Un journaliste plus entreprenant, déjouant les autorités, parvint à mettre un micro sous le nez du pervers qui clama que tout était la faute des aliens, qu'il avait été enlevé et étudié et torturé et bon sang qu'on lui donne un pantalon!

"Est-ce la première fois qu'ils vous enlèvent, monsieur… monsieur?"

"Louis-Léopold Gonzague de la Meunière. Et… ne me regardez pas comme si j'étais fou! Il n'y pas plus normal que moi. Tout s'est passé en deux minutes, je vous jure!"

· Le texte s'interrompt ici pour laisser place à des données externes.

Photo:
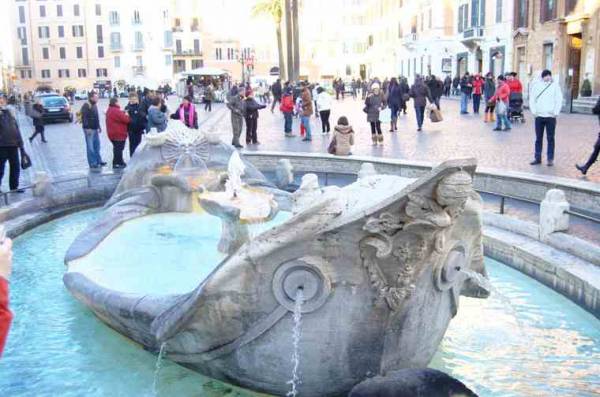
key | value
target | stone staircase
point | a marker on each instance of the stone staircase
(584, 104)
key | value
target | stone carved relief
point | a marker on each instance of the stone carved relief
(397, 238)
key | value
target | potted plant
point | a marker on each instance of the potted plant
(586, 88)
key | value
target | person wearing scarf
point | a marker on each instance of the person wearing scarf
(187, 113)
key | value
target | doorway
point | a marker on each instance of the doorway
(574, 62)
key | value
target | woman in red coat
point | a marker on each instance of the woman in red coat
(116, 128)
(5, 267)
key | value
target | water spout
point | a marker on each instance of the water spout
(161, 354)
(295, 381)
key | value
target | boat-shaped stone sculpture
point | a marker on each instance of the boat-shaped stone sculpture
(381, 264)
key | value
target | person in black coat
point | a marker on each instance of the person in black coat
(251, 108)
(136, 127)
(11, 143)
(277, 90)
(594, 156)
(37, 112)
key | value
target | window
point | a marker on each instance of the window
(21, 14)
(99, 34)
(77, 30)
(168, 37)
(498, 11)
(113, 18)
(570, 6)
(430, 20)
(25, 55)
(43, 32)
(548, 55)
(521, 10)
(139, 40)
(179, 66)
(22, 34)
(115, 41)
(548, 10)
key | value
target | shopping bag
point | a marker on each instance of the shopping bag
(435, 115)
(385, 116)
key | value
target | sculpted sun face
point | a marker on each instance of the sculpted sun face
(454, 189)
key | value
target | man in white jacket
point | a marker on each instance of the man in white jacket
(545, 102)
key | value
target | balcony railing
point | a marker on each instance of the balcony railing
(138, 70)
(188, 53)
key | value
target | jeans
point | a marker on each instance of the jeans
(502, 119)
(464, 102)
(325, 120)
(287, 125)
(306, 123)
(12, 155)
(118, 147)
(420, 111)
(276, 99)
(476, 101)
(92, 146)
(135, 138)
(549, 124)
(251, 127)
(376, 127)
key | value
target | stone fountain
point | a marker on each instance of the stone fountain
(381, 264)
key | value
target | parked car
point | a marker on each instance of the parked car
(56, 107)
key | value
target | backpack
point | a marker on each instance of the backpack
(287, 104)
(596, 109)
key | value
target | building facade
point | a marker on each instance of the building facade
(484, 28)
(59, 44)
(562, 36)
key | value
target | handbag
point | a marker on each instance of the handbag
(25, 160)
(435, 116)
(332, 146)
(501, 108)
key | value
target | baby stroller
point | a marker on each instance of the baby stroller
(515, 107)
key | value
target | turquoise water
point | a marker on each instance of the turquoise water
(538, 345)
(159, 254)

Normal? Certes. Mais il décrivit avec force détails son voyage horrible et les créatures qui existaient pour de bon hors de leur film de fiction. Les ambulanciers avaient soudainement hâte de le refiler à un psy et les journalistes étaient perplexes. Un pervers miraculé, passe encore, mais un fou, c'était plus délicat à gérer. La stratégie X-Files, c'est du réchauffé de nos jours.

Finalement, les policiers dégagèrent l'ambulance. Les pompiers suivirent, puis les scribouillards qui étaient arrivés en retard sur les lieux et qui voulaient absolument avoir une photo pour accompagner leur reportage. Les voisins s'égayèrent et Madame Anastasie eut le dernier mot quand elle affirma bien haut que Louis-Léopold Gonzague de la Meunière était un hypocrite et qu'elle l'avait toujours su, elle.